Trump administration is planning to impose new round of tariffs on China this week, as there is no clear response from Beijing on resuming the trade talks.
Investors are probably tired of the ‘talk – tariffs – threat – talk again’ cycle, as market participants are a bit numb about trade bombs hitting media headlines for months. Asian equity markets have corrected quite a fair bit since May as pessimism on trades and strong dollar caused capital outflow. The markets are probably not as sensitive to bad trade news as they did a few months ago. Therefore, the downside is likely to be limited.
Super Typhoon Mangkhut landed in Guangdong province – a key economic engine along the south coast of China – on Saturday, damaging buildings, roads and infrastructure with strong wind and flooding.
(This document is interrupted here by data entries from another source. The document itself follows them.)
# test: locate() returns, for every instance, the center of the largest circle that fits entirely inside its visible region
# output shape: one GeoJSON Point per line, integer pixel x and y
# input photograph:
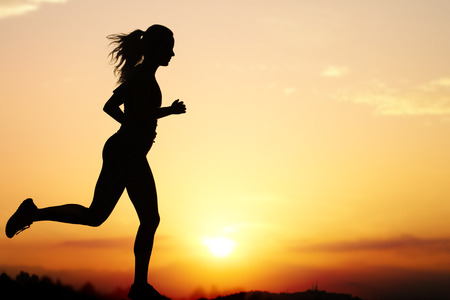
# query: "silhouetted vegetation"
{"type": "Point", "coordinates": [308, 295]}
{"type": "Point", "coordinates": [26, 287]}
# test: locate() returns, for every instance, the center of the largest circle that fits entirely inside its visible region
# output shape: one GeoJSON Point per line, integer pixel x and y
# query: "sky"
{"type": "Point", "coordinates": [315, 147]}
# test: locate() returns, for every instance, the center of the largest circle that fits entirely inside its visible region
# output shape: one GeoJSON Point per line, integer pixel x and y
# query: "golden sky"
{"type": "Point", "coordinates": [315, 147]}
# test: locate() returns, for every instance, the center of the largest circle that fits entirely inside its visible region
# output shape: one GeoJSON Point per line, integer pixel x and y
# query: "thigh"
{"type": "Point", "coordinates": [141, 189]}
{"type": "Point", "coordinates": [108, 190]}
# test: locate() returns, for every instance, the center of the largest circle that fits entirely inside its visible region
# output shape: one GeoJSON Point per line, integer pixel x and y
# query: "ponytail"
{"type": "Point", "coordinates": [127, 53]}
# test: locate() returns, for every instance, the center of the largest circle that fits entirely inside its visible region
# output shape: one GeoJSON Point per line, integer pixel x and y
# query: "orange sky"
{"type": "Point", "coordinates": [316, 142]}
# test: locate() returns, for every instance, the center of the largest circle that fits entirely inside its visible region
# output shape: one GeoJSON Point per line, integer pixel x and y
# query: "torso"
{"type": "Point", "coordinates": [142, 96]}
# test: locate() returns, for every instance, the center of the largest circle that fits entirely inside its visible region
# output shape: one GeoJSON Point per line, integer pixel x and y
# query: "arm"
{"type": "Point", "coordinates": [177, 107]}
{"type": "Point", "coordinates": [112, 108]}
The economic damage is estimated to exceed US$ 50 billion. Highlight will be on the mainland insurance companies, which are most exposed to the damage of natural disasters. The impact of the typhoon to stock market, however, is usually short-lived.
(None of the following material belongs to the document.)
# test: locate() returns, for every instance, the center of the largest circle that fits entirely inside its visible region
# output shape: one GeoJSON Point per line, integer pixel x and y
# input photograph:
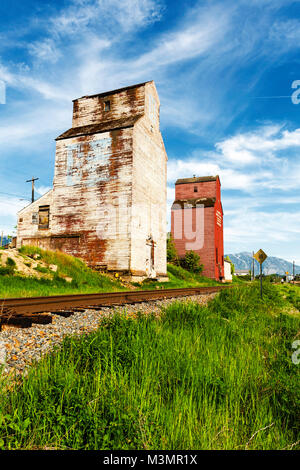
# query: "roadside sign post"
{"type": "Point", "coordinates": [260, 256]}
Recently released China Industrial production and Retail Sales figures both surpassed market consensus, with y-o-y growth of 6.1% and 9% respectively, official data shows. Fixed-asset investment growth slowed to 5.3% in the first eight months from the same period of last year, suggesting slowdown in infrastructure momentum. Mixed data shows China is facing downward pressure of economic growth, but overall remains resilient against trade headwinds. There is no sign of a sharp decline or hard landing yet.
In Singapore, the STI rebounded 31 points last Friday but gave out half of that gain this morning due to renewed wave of trade uncertainties. Immediate resistance level can be found at around 3,200 points, which is the previous support level. Immediate support level is at around 3,100 points. Technically, the STI is still on a downward trajectory on its daily chart, but fundamental elements remain resilient. Falling price and steady earnings led to declining valuation, with STI’s average trailing price-to-earnings ratio dropped to nearly five year low 11 times, and blue chips’ dividend yield climbing to 4.5%.